Ya ves… Escribí una postal a Koster para felicitarlo, haciéndole observar que no había quemado la hoja que había quedado en la tapa. También le decía que, si quería escribir ficción, podía proponerle otro acto psicomágico. A lo que él me contestó: «Por el momento, no deseo más actos, porque tengo mucho trabajo. Me bullen en la cabeza muchas ideas: cine, etcétera. Uno sabe cuándo está vacío. Ahora estoy lleno. Gracias».
Se tenga o no se tenga fe en la psicomagia, es cierto que usted expone hechos comprobables, lo cual es impresionante. ¿Todos sus consultantes le contestan con cartas tan prolijas como la de esta última persona?
En general, sí. Pero a veces me ocurre que, digamos por deformación profesional, en el curso de una conversación amistosa propongo un acto sin que me lo hayan pedido. En esos casos, prácticamente nunca recibo respuesta, sencillamente porque, en general, el acto no se realiza. La persona no lo ha solicitado, lo escucha con indiferencia, quizá entre divertida y curiosa, pero sin darle importancia.
De nuevo subraya la importancia que tiene la motivación, decisiva en toda terapia.
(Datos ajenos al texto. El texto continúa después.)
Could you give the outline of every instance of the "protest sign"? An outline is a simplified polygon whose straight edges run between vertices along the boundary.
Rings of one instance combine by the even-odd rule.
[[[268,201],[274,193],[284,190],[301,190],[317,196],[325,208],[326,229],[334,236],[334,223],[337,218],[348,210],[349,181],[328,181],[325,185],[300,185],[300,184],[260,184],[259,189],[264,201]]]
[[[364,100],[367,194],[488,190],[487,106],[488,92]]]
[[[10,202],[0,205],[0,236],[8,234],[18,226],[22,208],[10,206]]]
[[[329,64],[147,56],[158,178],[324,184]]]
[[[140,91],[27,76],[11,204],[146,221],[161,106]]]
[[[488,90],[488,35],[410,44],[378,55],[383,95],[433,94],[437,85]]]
Lo que importa es que la persona realmente desee cambiar…
Por supuesto. Si existe verdadero deseo y también confianza, todo es posible. Voy a leer una carta muy larga que ejemplifica ese principio: un acto de lo más simple puede adquirir una dimensión milagrosa si se realiza con fe:
Me llamo Jacqueline. Ya le conté que mi padre se suicidó cuando yo tenía 12 años tomando cincuenta tabletas de optalidón. También le dije que, con tantos problemas de dinero arrastrados desde hace años, muchas veces he adoptado actitudes suicidas. Me explicó que mi padre se había suicidado de un modo suave (con tabletas) y que yo misma estaba suicidándome poco a poco, que en eso imitaba a mi padre.
También le dije que mi madre había muerto tres semanas después que mi padre (padecía una degeneración cerebral desde hacía años). Yo necesitaba expresar con un acto algo que me asfixiaba desde hacía tiempo. Necesitaba una liberación y creo en los milagros.